When we first jammed this Tom was on the drums and I was on the Juno. He always writes really fun drum fills different to what I’d do, so I tried to repeat them in the final tracking.
#8. ‘Bursting At The Seams’
Here’s a little disco number, and our first single where I’m on lead vocals. I was definitely inspired by a mix of Channel Tres, Donna Summer and The Flaming Lips — to try and mix some sexiness and ecstasy.
It’s about the hopeful fantasy of potential love that is sparked when you hook up with someone new. But there’s also a guarded element — because yes, there’s this rush of excitement and feeling flustered when you’re flirting at the start, and you’re desperate for that person to text you… but to gain a partner can mean losing a part of yourself.

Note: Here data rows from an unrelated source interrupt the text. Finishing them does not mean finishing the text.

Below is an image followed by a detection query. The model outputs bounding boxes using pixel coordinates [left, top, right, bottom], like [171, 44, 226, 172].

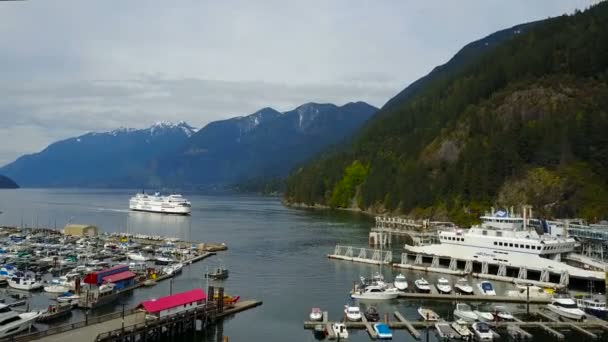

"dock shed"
[137, 288, 207, 317]
[63, 224, 97, 236]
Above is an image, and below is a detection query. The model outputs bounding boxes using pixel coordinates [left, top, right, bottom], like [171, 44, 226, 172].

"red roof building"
[138, 289, 207, 317]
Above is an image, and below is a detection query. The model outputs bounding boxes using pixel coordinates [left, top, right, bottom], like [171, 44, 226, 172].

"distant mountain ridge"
[0, 175, 19, 189]
[0, 122, 195, 187]
[0, 102, 378, 188]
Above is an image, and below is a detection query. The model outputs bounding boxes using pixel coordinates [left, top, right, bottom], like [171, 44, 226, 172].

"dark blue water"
[0, 189, 564, 341]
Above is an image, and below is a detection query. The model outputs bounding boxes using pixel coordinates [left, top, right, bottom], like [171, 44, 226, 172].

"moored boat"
[418, 307, 440, 322]
[393, 273, 407, 291]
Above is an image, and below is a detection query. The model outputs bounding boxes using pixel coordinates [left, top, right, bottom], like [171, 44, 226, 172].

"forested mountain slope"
[285, 3, 608, 224]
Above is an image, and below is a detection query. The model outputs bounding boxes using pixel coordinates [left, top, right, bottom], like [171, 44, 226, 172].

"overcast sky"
[0, 0, 595, 165]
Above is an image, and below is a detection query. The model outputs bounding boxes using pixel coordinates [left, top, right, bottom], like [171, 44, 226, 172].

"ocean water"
[0, 189, 568, 341]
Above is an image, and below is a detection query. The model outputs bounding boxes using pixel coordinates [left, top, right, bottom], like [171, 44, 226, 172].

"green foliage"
[286, 3, 608, 224]
[330, 160, 369, 208]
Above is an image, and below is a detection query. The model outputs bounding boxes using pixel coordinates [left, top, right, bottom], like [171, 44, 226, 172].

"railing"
[2, 309, 138, 342]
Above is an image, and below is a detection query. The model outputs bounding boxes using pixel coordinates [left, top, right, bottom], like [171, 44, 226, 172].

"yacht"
[418, 307, 440, 322]
[344, 305, 361, 322]
[393, 273, 407, 291]
[129, 192, 192, 215]
[8, 277, 42, 291]
[414, 278, 431, 293]
[576, 297, 608, 319]
[547, 293, 586, 321]
[477, 281, 496, 296]
[435, 277, 452, 294]
[0, 304, 42, 338]
[454, 278, 473, 295]
[404, 209, 604, 281]
[454, 303, 477, 323]
[350, 285, 399, 300]
[471, 322, 494, 341]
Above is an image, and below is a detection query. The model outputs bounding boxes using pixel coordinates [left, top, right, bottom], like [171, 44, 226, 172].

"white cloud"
[0, 0, 594, 165]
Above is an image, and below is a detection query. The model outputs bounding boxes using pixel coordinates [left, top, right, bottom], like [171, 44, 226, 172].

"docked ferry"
[129, 192, 192, 215]
[405, 210, 604, 280]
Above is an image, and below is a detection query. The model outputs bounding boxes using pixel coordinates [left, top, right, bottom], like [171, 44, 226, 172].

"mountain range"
[285, 2, 608, 225]
[0, 102, 377, 188]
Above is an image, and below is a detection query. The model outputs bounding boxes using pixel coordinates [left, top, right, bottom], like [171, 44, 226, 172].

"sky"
[0, 0, 596, 165]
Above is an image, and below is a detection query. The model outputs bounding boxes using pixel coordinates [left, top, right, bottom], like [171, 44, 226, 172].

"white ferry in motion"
[405, 210, 604, 281]
[129, 192, 192, 215]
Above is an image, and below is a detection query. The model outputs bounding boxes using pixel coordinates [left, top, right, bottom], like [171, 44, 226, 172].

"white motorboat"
[0, 304, 42, 338]
[471, 322, 494, 341]
[454, 278, 473, 295]
[310, 308, 323, 321]
[350, 285, 399, 300]
[454, 303, 477, 323]
[477, 281, 496, 296]
[547, 293, 586, 321]
[393, 273, 407, 291]
[331, 323, 348, 339]
[507, 285, 551, 298]
[127, 252, 148, 261]
[435, 277, 452, 294]
[494, 305, 515, 321]
[344, 305, 361, 322]
[8, 277, 42, 291]
[414, 278, 431, 293]
[451, 319, 473, 340]
[129, 192, 192, 215]
[473, 310, 494, 322]
[418, 307, 439, 322]
[576, 297, 608, 319]
[374, 323, 393, 339]
[56, 292, 80, 305]
[44, 279, 70, 293]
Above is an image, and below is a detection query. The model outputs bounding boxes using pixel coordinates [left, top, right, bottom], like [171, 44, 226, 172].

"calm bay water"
[0, 189, 560, 341]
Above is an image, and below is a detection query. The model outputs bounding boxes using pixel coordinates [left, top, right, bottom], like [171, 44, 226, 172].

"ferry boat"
[404, 210, 604, 281]
[129, 192, 192, 215]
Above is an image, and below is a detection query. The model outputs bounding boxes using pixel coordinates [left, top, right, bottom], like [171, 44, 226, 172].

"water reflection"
[126, 211, 192, 241]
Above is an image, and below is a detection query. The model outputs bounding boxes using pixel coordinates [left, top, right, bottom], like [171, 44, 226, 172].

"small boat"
[451, 319, 473, 340]
[8, 277, 42, 291]
[350, 285, 399, 300]
[154, 256, 174, 265]
[393, 273, 407, 291]
[414, 278, 431, 293]
[547, 293, 586, 321]
[435, 322, 459, 340]
[454, 303, 477, 323]
[374, 323, 393, 339]
[473, 310, 494, 322]
[418, 307, 440, 322]
[143, 279, 156, 287]
[37, 303, 72, 322]
[309, 308, 323, 321]
[477, 281, 496, 296]
[0, 304, 42, 339]
[205, 266, 228, 280]
[331, 323, 348, 339]
[435, 277, 452, 294]
[44, 279, 70, 293]
[127, 252, 148, 261]
[344, 305, 361, 322]
[364, 305, 380, 322]
[576, 297, 608, 319]
[314, 324, 326, 341]
[454, 278, 473, 295]
[494, 305, 515, 321]
[56, 292, 80, 305]
[471, 322, 494, 341]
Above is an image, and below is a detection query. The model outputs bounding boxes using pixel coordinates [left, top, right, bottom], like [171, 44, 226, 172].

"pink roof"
[103, 271, 137, 283]
[140, 289, 207, 313]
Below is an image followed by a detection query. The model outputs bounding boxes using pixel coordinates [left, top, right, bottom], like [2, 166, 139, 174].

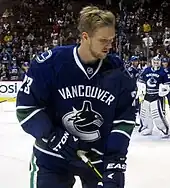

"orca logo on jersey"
[62, 101, 104, 142]
[36, 50, 52, 63]
[147, 77, 157, 88]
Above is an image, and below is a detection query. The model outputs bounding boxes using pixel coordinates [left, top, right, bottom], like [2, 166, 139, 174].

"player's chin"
[100, 52, 108, 59]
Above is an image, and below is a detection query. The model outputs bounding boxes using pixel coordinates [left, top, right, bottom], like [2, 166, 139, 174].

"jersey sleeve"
[16, 52, 56, 138]
[163, 71, 170, 85]
[106, 72, 136, 156]
[137, 69, 146, 83]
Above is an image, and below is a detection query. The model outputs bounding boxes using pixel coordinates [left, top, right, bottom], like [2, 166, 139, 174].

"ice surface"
[0, 103, 170, 188]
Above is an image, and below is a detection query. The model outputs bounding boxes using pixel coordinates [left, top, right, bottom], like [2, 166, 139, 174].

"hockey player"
[16, 6, 135, 188]
[128, 56, 140, 80]
[138, 56, 169, 137]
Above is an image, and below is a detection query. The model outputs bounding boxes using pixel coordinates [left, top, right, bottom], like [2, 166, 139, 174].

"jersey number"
[20, 75, 33, 94]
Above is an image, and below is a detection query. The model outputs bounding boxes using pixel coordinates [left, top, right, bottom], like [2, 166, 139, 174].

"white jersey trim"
[113, 119, 135, 124]
[16, 106, 37, 110]
[20, 108, 44, 125]
[34, 144, 64, 159]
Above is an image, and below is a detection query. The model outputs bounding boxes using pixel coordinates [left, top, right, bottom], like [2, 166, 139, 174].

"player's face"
[152, 61, 161, 70]
[132, 61, 139, 67]
[88, 27, 115, 59]
[162, 62, 168, 68]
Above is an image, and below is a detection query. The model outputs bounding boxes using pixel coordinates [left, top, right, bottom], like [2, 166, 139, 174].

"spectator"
[143, 21, 151, 33]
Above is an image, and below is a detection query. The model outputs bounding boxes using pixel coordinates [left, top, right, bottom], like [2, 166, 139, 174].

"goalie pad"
[159, 84, 170, 97]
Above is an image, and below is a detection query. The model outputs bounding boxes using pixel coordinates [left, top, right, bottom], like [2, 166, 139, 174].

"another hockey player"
[138, 56, 169, 137]
[17, 6, 135, 188]
[128, 56, 140, 80]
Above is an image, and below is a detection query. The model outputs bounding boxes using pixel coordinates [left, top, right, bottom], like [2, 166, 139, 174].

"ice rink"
[0, 102, 170, 188]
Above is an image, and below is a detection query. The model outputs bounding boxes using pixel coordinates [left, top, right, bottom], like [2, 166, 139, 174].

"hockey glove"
[48, 128, 79, 161]
[98, 157, 126, 188]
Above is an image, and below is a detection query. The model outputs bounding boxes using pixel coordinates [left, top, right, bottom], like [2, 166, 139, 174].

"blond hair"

I feel like I was always the more keen person in this early stage of relationships, but then I found it a bit of a challenge when you learn more about your new partner, and you have to make compromises for the dynamic to work. It sort of goes against the self-empowering message we’re given through Hollywood and social media that “we deserve the best” and “they ain’t good enough” if they fuck up.
#9. ‘One In A Million’
Maybe as a nice counterpoint to the fears raised above in “Bursting”, this song is about established love, and the perfect partner for you, even without the perfect attributes you dreamt of. And remember this melody? Hello — it’s our friend ‘the theme’ from track two, back to give you a warm hug.
Big Scary’s latest album Daisy is out April 30 via Pieater.